We have Churchill’s word for it that the Second World War brought about by Britain was an unnecessary war.  Europe has felt guilty about it ever since, largely because of what happened to the Jews during it.  It blames itself for it, and it is disabled by that guilt.  But Churchill described it as The Unnecessary War, brought about by British diplomacy.

He uses those very words in the sub-title of his history of it.  He was the hero of it, but he shows as a historian that it should never have come about.  It was the wrong war.

It came to be called the Anti-Fascist War.  Churchill, the hero of the Anti-Fascist War, was a supporter of Fascism.  He went to Rome to praise Mussolini.  He wrote that, if Britain was ever put in the position in which it put Germany in 1919, he hoped that a man like Hitler would emerge to liberate it.  He saw Fascism as the force that saved Western civilisation from Communism in the 1920s and 1930s.  He saw the “Anti-Fascist war” as being essentially a distraction from the necessary war against the real enemy, Communism.
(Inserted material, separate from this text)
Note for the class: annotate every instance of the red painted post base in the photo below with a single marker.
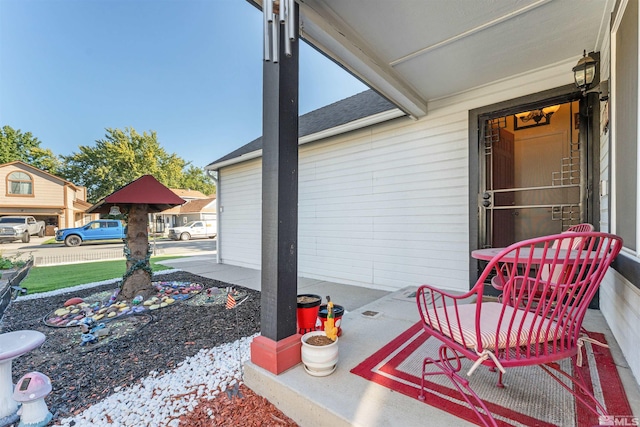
(276, 356)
But he was a practising politician, as well as a historian, and he ended up in 1941 relying on Communism to defeat the Fascism that had saved Europe from Communism.  Fascism had been made the enemy by the bungling of others.  It had become necessary that it should be defeated in order to clear the way for making war on the main enemy—who had become the ally of the moment.

But, when Germany surrendered, Communism had made itself so strong by defeating it that Churchill could not see his way to making war on it without strengthening it further.

Paul Mason says Britain is now back again in the 1930s situation.  He is well advised not to know very much about the 1930s.  But he could of course plead Churchill’s maxim in support of his wilful ignorance:  Truth is too valuable to be allowed to travel without a bodyguard of lies!